McLeod, S., Crowe, K., Masso, S., Baker, E., McCormack, J., Wren, Y., Roulstone, S. Talking and making speech sounds is of greater concern for parents and teachers of 4- to 5-year-old children than other aspects of development.
|Sharynne, Sarah Masso and Yvonne Wren|
Early childhood is a time of maturation of skills including communication, motor, behavioural, social and academic learning skills. Most children succeed in these skills and are ready for school; some children have difficulties. Parents and teachers of 270 4- to 5-year-old Australian children within the first year of the Sound Start Project completed the 10 questions from the Parents Evaluation of Developmental Status (PEDS) (Glascoe, 2000) documenting areas of concern.

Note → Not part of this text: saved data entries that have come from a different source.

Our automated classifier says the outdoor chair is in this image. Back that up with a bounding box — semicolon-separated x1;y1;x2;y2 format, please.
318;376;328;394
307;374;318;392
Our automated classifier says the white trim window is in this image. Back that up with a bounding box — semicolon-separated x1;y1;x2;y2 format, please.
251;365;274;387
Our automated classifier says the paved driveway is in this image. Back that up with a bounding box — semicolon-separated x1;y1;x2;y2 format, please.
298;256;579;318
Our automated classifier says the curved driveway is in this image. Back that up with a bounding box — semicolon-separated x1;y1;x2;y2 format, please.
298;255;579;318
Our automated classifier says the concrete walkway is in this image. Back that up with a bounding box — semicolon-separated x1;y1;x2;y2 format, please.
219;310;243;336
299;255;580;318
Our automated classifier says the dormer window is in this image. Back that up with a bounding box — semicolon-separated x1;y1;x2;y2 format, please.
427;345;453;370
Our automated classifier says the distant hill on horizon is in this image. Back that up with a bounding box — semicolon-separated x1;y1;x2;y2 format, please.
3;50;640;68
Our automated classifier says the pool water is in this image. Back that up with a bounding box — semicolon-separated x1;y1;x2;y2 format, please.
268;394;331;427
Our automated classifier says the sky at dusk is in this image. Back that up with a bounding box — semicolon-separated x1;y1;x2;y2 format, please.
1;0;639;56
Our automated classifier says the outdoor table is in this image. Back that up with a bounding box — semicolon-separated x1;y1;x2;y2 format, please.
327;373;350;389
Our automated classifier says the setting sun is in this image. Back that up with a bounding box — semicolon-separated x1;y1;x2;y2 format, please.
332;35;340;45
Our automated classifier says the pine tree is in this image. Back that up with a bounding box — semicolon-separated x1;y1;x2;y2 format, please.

There were 135 (50.0%) boys and 135 (50.0%) girls. The majority of children (76.3%) spoke English only, 21.1% spoke English + one other language, and the remainder spoke English + two or three other languages. Parents’ (P) and teachers’ (T) major areas of concern were children’s “talking and making speech sounds” (P=16.7%; T=16.3%), “understanding what you say” (P=6.7%; T=8.9%) and “behavior” (P=7.8%; T=3.0%). The other areas were generally of less concern: “learning preschool/school skills” (P=5.6%; T=3.0%), “getting along with others” (P=4.1%; T=4.4%), “using hands and fingers” (P=4.1%; T=4.4%), “using arms and legs” (P=3.7%; T=3.3%), and “learning to do things for self” (P=3.3%; T=3.3%). Whilst there are similarities between the concerns of parents and teachers, there were also differences. Understanding the source of these differences will be important to the planning of appropriate interventions. These comparative results show that parents and teachers identified preschool children’s speech and language as the major area of concern. The results underscore the importance of communication assessment and intervention to support children’s transition to school.